A solider stationed in the South Pacific wrote to his wife in the States to please send him a harmonica to occupy his free time and keep his mind off of the local women. The wife complied and sent the best one she could find, along with several dozen lesson and music books. Rotated back home, he rushed to their home and through the front door. "Oh darling" he gushed, "Come here. Let me look at you. Let me hold you! Let's have a fine dinner out, then make love all night. I've missed your lovin' so much." The wife, keeping her distance, said, "All in good time lover. First, let's hear you play that harmonica."
Q. Who was the greatest financieer in the Bible? A. Noah. He was floating his stock while everyone else was in liquidation.
What do you get if you cross a phone with a birthday celebration? A party line!
What's yellow and flashes? A banana with a loose connection.
What dog has money? A bloodhound, because he is always picking up scents (cents).
If you had a million dollars and gave away one quarter, and another quarter, and then another quarter, how much would you have left? A million dollars minus 75 cents.
A redhead, a brunette and a blonde all escape from a prison together. They run into the nearby woods and all climb up seperate trees. When the police find the redheads tree and ask who is up there, the redhead chirps like a bird. Then the police go to the brunette's tree. When they ask who is up there, the brunette makes chipmunk noises. Finally, when the police go to the blonde's tree and ask who is up there, the blonde goes,"MOOOOOOOOOO!"
What did they call Dracula when he won the league? The champire!
SIX PHASES OF THE MONTH IN NAVY RECRUITING 1. ENTHUSIASM 2. DISILUSIONMENT 3. PANIC 4. SEARCH FOR THE GUILTY 5. PUNISHMENT OF THE INNOCENT 6. PRAISE AND HONORS FOR THE NON-PARTICIPANTS
One day there were these three boys walking down the street, all of a sudden they heard a yell: 'HELP! HELP!' When the boys got to the noise they saw Bill Clinton in a lake drowning. The three boys saved him from drowning. Bill Clinton asks the first boy how he could ever repay him. The boy said, 'I want a boat.' The second boy said 'I want a truck.' And the third boy said, 'I want three tombstones with are names all on them.' Bill Clinton said, 'why is that son?' The little boy said, 'because when my Dad finds out that we saved you, he is going to kill us all!'
What did the slug say as he slipped down the window very fast? How slime flies!
How do sheep keep warm in winter ? Central bleating !
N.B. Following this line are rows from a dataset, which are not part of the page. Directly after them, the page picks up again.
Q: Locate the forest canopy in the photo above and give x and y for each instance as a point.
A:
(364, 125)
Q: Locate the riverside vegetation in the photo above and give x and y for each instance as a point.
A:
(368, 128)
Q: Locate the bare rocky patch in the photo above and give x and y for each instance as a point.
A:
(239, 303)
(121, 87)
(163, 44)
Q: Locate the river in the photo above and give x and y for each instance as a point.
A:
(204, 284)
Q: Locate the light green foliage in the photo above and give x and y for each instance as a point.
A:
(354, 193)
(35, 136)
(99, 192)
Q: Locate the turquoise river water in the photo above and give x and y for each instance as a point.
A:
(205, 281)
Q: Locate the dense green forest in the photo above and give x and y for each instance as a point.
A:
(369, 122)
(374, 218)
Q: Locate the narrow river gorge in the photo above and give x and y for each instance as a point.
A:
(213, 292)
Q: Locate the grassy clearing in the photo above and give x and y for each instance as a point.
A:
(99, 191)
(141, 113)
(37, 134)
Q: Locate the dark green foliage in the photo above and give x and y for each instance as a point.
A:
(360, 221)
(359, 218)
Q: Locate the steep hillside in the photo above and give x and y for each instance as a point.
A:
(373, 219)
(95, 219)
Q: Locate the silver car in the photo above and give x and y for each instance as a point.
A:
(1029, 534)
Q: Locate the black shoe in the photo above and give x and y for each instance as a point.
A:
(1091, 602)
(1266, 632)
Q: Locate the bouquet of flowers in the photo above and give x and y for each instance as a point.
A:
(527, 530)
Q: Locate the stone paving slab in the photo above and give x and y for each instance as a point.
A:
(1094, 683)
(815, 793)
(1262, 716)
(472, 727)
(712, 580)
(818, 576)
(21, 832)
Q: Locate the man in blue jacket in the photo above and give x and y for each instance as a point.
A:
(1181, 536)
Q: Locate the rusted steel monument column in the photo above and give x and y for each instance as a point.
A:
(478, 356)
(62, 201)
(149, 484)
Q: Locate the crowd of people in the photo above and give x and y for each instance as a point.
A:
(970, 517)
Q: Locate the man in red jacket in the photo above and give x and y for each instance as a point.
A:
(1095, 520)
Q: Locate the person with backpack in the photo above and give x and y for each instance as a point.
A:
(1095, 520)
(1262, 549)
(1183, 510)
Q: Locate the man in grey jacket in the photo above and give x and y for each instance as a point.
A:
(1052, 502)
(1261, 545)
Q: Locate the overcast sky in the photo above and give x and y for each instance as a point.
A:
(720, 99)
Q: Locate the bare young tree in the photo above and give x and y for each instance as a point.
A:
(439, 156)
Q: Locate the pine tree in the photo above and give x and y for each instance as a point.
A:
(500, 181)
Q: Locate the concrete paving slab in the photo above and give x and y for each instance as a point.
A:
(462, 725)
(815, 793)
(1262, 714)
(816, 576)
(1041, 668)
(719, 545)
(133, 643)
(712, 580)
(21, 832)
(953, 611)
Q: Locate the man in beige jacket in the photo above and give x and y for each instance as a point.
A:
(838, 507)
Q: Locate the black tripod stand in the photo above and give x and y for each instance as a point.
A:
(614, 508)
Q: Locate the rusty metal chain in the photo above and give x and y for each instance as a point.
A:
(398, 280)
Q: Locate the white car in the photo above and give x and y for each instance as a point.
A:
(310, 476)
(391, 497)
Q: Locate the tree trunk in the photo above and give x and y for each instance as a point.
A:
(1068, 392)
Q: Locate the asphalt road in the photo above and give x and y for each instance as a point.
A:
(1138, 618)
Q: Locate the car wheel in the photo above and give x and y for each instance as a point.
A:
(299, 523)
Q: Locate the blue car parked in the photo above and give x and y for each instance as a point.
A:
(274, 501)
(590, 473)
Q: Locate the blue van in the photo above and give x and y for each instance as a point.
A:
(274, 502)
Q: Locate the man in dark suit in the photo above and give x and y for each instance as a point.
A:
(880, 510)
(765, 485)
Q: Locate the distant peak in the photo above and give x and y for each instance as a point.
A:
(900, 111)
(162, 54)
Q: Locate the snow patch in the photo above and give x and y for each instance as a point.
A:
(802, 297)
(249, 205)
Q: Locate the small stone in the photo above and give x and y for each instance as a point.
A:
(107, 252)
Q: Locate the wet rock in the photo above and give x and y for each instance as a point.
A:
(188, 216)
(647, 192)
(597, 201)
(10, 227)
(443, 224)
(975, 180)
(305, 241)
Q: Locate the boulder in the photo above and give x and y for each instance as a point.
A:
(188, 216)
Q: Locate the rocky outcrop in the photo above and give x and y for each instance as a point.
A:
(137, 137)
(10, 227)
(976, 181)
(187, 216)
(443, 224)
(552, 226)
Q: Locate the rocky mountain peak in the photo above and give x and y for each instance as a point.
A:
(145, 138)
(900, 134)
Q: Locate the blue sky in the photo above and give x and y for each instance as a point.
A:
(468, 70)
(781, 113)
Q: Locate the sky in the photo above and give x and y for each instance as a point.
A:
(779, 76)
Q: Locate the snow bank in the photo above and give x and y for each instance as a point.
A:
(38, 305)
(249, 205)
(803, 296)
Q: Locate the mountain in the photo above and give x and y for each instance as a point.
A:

A man took his Rottweiler to the vet and said to him, "My dogs cross-eyed. Is there anything you can do for it?" "Well," said the vet "let's have a look at him" The vet picks the dog up by the ears and has a good look at its eyes. "Well," says the vet "I'm going to have to put him down." "Just because he's cross-eyed?" say's the man. "No, because he's heavy," says the vet.
Did you hear about the stupid woodworm? He was found in a brick.
I use the internet to tell me what the weather's like. How do you do that? I carry my laptop outside and if it gets wet, I know it's raining!
When the employees of a restaurant attended a fire safety seminar, they watched a fire official demonstrate the proper way to operate an extinguisher. "Pull the pin like a hand grenade," he explained, "then depress the trigger to release the foam." Later an employee was selected to extinguish a controlled fire in the parking lot. In her nervousness, she forgot to pull the pin. The instructor hinted, "Like a hand grenade, remember?" In a burst of confidence she pulled the pin -- and hurled the extinguisher at the blaze.